Esasen doğal hukuk anlayışının bir yansıması olarak hukuk diline yerleşmiş ve doğal dilde dahi tanımlanması ve kapsamı belirlenemeyen bazı terimler bulunur. Bunlara örnek olarak hukuk kurallarında yer alan “hakkaniyet”, “iyiniyet”, “dürüstlük kuralı” gibi kavramlar gösterilebilir. Esasında, temelinde doğal hukuk yansıması çerçevesinde ahlak kurallarını içeren bu kavramların bilgisayar diliyle belli formüllere sığdırılması mümkün değildir. Halbuki, hukuki pozitivizmi kabul ettiğimizde ve hukuk kurallarına değer kavramı dışında biçimsel olarak yaklaştığımızda bunların bilgisayar dilinde ifadesi de mümkün olmalıdır. Zira modern hukukta “hakkaniyet”, “iyiniyet” gibi ilkelere yer olmadığı dahi iddia edilebilir. Fikrimizce, hukuk ve bilimin özellikle yapay zeka uygulamaları aracılığı ile birbirine giderek yaklaştığı dönemde bu tartışmalar da geride kalacak ve hukuk kurallarının biçimsel yönü daha baskın hale gelecektir.

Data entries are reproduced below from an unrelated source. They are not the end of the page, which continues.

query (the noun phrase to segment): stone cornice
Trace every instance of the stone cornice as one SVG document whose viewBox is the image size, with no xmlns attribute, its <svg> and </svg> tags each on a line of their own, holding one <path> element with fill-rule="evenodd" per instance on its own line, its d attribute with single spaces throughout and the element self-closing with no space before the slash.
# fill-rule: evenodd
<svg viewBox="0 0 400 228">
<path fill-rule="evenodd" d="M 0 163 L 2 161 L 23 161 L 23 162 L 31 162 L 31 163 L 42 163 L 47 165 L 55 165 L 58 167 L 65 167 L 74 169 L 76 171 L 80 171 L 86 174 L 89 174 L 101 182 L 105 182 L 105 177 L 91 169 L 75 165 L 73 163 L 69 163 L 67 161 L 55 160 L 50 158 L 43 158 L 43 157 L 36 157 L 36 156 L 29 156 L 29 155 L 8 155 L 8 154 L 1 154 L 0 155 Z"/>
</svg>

Özetle, avukatlık mesleği uygulaması gelecekte farklı boyutlara ulaşacak ve özellikle kariyerlerine yeni başlayan ve hukuk bürolarında junior pozisyonunda yer alan avukatların yaptıkları işlerin azımsanamayacak bir bölümü algoritmalarca büyük bir zaman tasarrufu ile yerine getirilebilecektir. Bu durum hukuk bürolarının istihdamını elbette ki etkileyecektir. Serbest avukatlıkta da benzer şekilde müvekkillerin algoritmalar sayesinde avukatla aynı bilgiye ulaşabileceği işlerin değeri kalmayacağından hukuk hizmetinin kapsamı daralacaktır. Bu kapsamda avukatlık mesleğinin daha ileri seviyeye taşınarak daha proje kapsamlı, yaratıcı çözümler ve karmaşık hukuki bilgi gerektiren bir hale gelmesi mümkün olacaktır. Ancak bu durum avukatlık mesleğinin yok olacağı şeklinde yorumlanmamalıdır, zira hukuk teknolojilerinin tüm sektörü domine ettiği uzak senaryoda dahi bu teknolojilerin kullanımına dair pek çok hukuki uyuşmazlıkta yine avukatlara ihtiyaç duyulacaktır. Her halde hukuk uygulamasında yer alan kişilerin yapay zeka ve bilgisayar teknolojilerine aşina ve bunlardan yararlanabilir hale gelmesi gelecekte hukuk mesleklerinin rolünü belirlemek adına önem arz etmektedir.